Диалектическая близорукость, трижды помноженная на рудиментарную неоимпериалистическую психологию. Резюмируя же, глядя в корень, – виноваты спекулянты, саботажники и прочие агонизирующие апологеты контрреволюционных классов. Надо будет поставить Феликсу на вид, чтобы шире практиковал расстрелы, нечего миндальничать. А то упаднические настроения растут, поднимает голову парламентаризм, есть настораживающие признаки архиполнейшего сугубо классового разложения.
И все это на фоне мелкобуржуазной, щедро сдобренной волюнтаризмом, лжеоборончеством и правым уклонизмом стихии. Некоторые товарищи деградируют, встают на шаткую платформу пораженчества и оппортунизма. В феврале во время наступления германцев отряд матросов под предводительством Дыбенко надежд не оправдал, показал себя невыразимо безобразно. Архипозорно. Даже не входя в соприкосновение с врагом, матросы сдали Нарву и бежали сто двадцать верст по глубокому снегу.

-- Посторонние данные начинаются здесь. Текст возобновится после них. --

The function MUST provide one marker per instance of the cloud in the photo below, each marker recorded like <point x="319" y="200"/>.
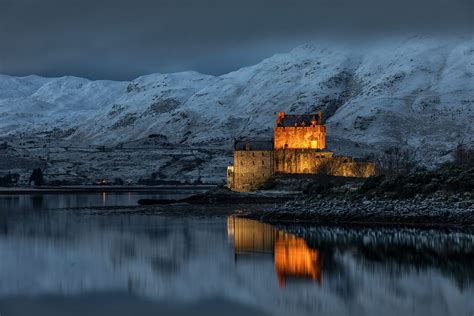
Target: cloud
<point x="120" y="39"/>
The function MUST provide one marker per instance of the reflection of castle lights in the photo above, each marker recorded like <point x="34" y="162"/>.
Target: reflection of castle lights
<point x="292" y="256"/>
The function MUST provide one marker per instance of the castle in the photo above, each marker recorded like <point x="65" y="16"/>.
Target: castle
<point x="298" y="147"/>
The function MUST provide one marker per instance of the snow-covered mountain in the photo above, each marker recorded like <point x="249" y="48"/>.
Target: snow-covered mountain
<point x="415" y="92"/>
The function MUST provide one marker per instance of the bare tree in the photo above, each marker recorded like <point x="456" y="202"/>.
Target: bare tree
<point x="327" y="166"/>
<point x="395" y="160"/>
<point x="463" y="157"/>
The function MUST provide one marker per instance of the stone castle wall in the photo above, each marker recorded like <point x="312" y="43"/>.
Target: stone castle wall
<point x="310" y="161"/>
<point x="313" y="137"/>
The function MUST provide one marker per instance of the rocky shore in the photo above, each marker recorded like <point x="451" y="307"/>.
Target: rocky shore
<point x="437" y="209"/>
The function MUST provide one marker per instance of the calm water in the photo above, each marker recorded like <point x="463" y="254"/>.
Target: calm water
<point x="57" y="260"/>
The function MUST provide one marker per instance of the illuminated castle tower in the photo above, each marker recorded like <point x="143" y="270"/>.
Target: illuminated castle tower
<point x="298" y="147"/>
<point x="299" y="132"/>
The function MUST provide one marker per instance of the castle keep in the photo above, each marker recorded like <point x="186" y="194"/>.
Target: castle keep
<point x="298" y="146"/>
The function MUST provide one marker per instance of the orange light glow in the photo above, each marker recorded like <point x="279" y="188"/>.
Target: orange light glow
<point x="293" y="258"/>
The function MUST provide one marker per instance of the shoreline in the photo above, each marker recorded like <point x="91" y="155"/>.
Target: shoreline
<point x="105" y="189"/>
<point x="435" y="210"/>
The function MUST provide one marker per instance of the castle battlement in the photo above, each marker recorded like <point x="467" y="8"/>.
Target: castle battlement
<point x="298" y="147"/>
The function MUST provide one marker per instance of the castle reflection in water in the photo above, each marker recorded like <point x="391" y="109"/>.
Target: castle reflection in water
<point x="292" y="256"/>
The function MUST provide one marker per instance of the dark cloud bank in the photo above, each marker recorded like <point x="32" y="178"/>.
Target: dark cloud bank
<point x="117" y="39"/>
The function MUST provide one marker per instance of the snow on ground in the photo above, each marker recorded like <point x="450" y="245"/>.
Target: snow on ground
<point x="414" y="92"/>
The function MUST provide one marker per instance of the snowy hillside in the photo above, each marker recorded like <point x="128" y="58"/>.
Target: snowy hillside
<point x="414" y="92"/>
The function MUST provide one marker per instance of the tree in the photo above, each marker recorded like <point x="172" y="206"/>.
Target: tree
<point x="464" y="157"/>
<point x="395" y="160"/>
<point x="37" y="177"/>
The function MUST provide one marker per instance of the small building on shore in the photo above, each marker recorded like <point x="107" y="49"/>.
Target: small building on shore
<point x="298" y="147"/>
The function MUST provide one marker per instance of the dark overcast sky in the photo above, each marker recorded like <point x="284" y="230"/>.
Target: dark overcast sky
<point x="122" y="39"/>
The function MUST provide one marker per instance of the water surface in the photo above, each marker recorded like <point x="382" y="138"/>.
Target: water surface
<point x="57" y="260"/>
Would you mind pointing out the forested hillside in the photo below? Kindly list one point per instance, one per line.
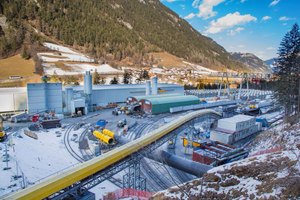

В Гатчине захватили эшелон и погнали куда глаза глядят, лишь бы подальше от линии фронта. Подонки, политические проститутки, лакеи буржуазии! Какое вопиющее головотяпство, преступный, гибельный просчет, злостная контрреволюционная близорукость! И это со стороны товарища Дыбенко! Проверенного балтийца и наркома по морским делам! Пришлось экстренно подготовить статью «Тяжелый, но необходимый урок» и опубликовать ее в «Правде». Ничего, ничего, мы еще научимся бороться с противником. С противником надо уметь бороться! И пусть пролетариат знает, что день двадцать третьего февраля был для всего народа горьким, обидным, тяжелым, но необходимым, полезным и благодетельным уроком.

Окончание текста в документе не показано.